Thursday, June 26, 2008

All systems go

Saw my oncologist this morning--no problem with leaving on a jet plane tomorrow. Actually, I do know when I'll come home again--July 5, in time for chemo number 5 on the 9th. I'm more or less packed--now is the time I throw in the kitchen sink and anything else I think I just might possibly need for a trip to the back of beyond. I might just want to change my clothes 40 times a day--every day--and never wear the same thing twice. Oops--I'm flying and there is that pesky little weight restriction. Hmm--maybe I don't need to take all my t-shirts--even if they are cute. Then there is the question of which CP's and how many to take. Couldn't possibly have the same hair color for 9 whole days.
And on the subject of hair--it is still coming out. Slowly, but still coming out. It isn't as easy to keep track of, because no strand is an inch long and most of what is coming out is very white--almost impossible to see. My eyebrows are thinning. I look at the pictures from Lake Louise and Yosemite and notice a big difference. Desperate Housewives did a really good job of showing Lynette's progress through lymphoma--except she always had perfect eyebrows. That's the dead giveaway. I still have eyelashes--big deal, I can't help those along because all mascara turns my eyeballs bright red. Now for the big question--do I have the energy to apply war paint to look ravishing? Well, no, not really.
Time to weigh the suitcase and decide to screw the cost and take a second one. The really exciting thing about tomorrow's trip is that I have to be at the airport around 5:30 in the morning. I fly to Vancouver, BC then wait an incredibly long time between planes and then fly to Saskatoon. I think I get there early evening. Good thing I always take plenty of toys.
xxooxx

1 comment:

Anonymous said...

Well, I’m with you there. The more clothing, the merrier, I say.

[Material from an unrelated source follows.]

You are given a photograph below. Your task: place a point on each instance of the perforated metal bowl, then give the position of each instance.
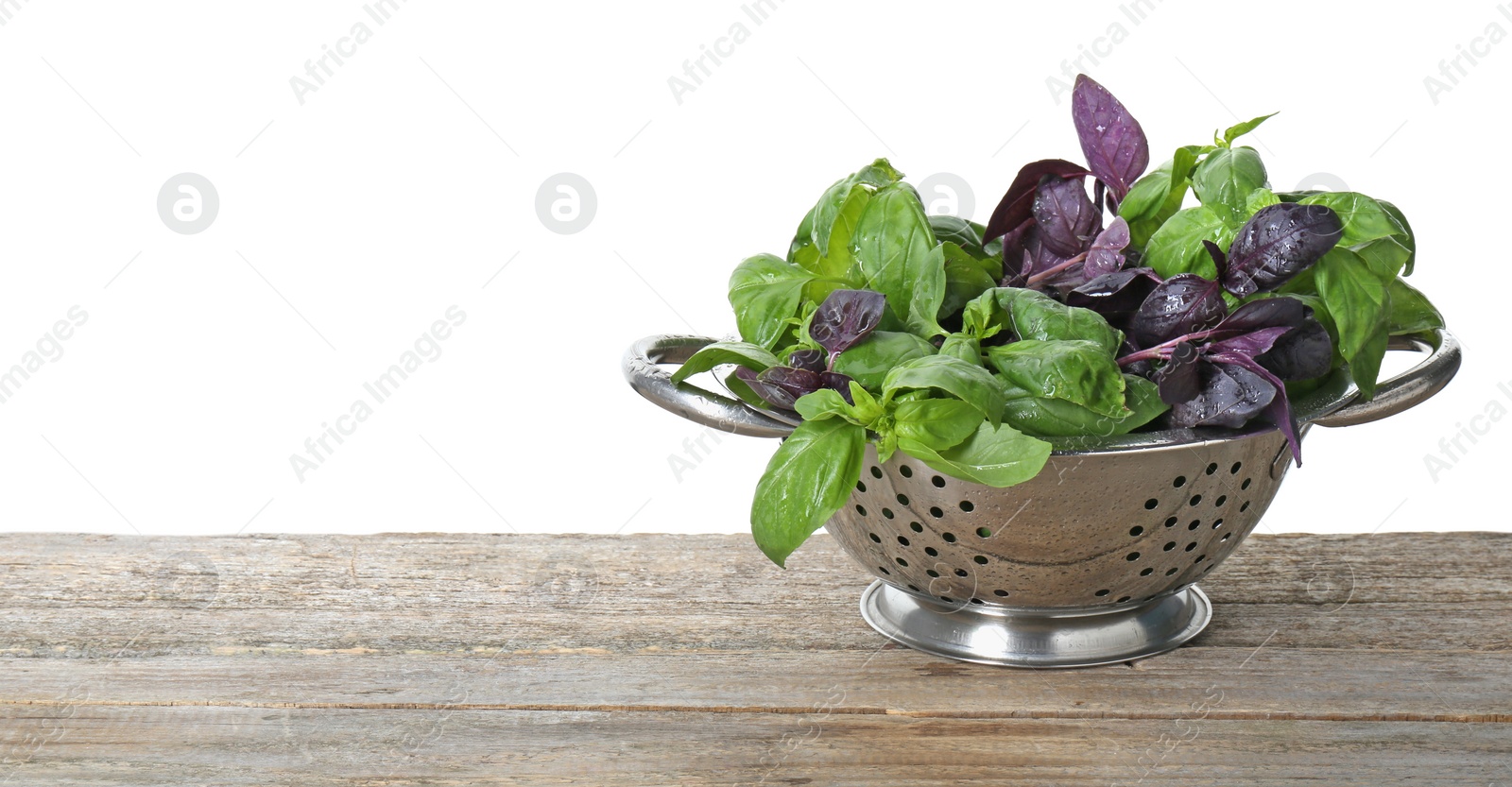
(1093, 560)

No laundry, no work, no worry. Lot’s more diversion and sassy fresh fun.

And, gadzooks, gal, if you’ve got varietal CPs, use ‘em. We are all madly jealous.

I am even slightly envious of your eyebrow experience. In my dotage, my eye-framers sprout lots of wiry, extra long hairsprings that come in a brown-to-white spectrum that refuse to be tamed.

I won’t detail my other facial hair experiences. Nor do I think I need to. Aha. You’ve got it.

Have a great time and stay out of the kitchen sink.